As UK faces drought...10 ways to save water

| Jenny Bliss

Fact File

10 water-saving ideas


•    Get a sink positive. It is a toilet with a sink built into the cistern so that you can flush and wash your hands with the same water – fresh for your hands and used for the toilet.

•    Put food colouring into your toilet tank. If it seeps into the toilet without flushing you have a leak. Fixing it could save up to 1000 gallons of water a month.

•    Reuse the water in your dehumidifier for the garden.

•    Install an eco friendly showerhead. It saves 750 gallons of water a month, but make it quick - every minute you are in there is using gallons of water.

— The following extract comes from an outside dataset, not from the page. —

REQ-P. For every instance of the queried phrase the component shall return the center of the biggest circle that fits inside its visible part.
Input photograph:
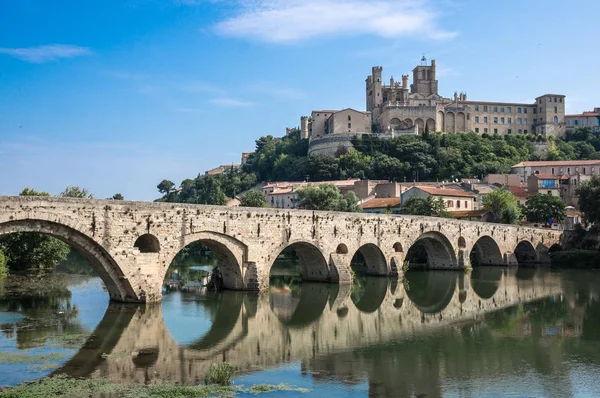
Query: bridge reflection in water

•    Only order water in a restaurant if you are going to drink it. Never get a jug, go by the glass.

•    Don’t flush the toilet if you are just urinating – you will save 2-3 gallons of water per flush.

•    Turn off the tap when brushing your teeth. You’ll save 2 gallons of water per minute.

•    Put a water gauge or old can in your garden to measure rainfall and reduce your watering accordingly.

•    Choose shrubs over turf for in some areas of the garden as they require less watering. Plant in the autumn when rainfall is more plentiful.

•    Give the nutrient rich water from your fish tank to your plants.

The government is staging a drought summit today (Monday) in the wake of one of the driest winters on record.

Parts of the UK, including the East Midlands and the South East, are already officially in drought.

Additionally, warnings have been issued that there will be a global water shortage of 40 per cent by 2030, due to the erratic climate and ever-increasing demand for water.

So far this winter the UK has had just 119mm rainfall – less than half the average of 257mm. This has left UK River levels at an all time low. A ban on farmers using river water to irrigate their land may be imminent .

With the drive to find renewable sources of electricity paramount, water as an inexhaustible resource, has been comparatively ignored as an area of concern and is being over extracted without being renewed.

The worldwide shortage of water will have a direct effect on food production, with a predicted 30 per cent drop in global cereal production. This will have damaging effects on the economy, with unsettling repercussions for the much of the world including the UK.

In the short term, after one of the driest winters on record, hosepipe bans could come into force in the next few weeks across Britain.

Thames Water report that 2010-2011 was the third driest two-year period in the Thames Valley and London since records began 128 years ago. "River levels are lower in many areas than they were in 1976 and many rivers in the South East have dried up completely," said a spokesman.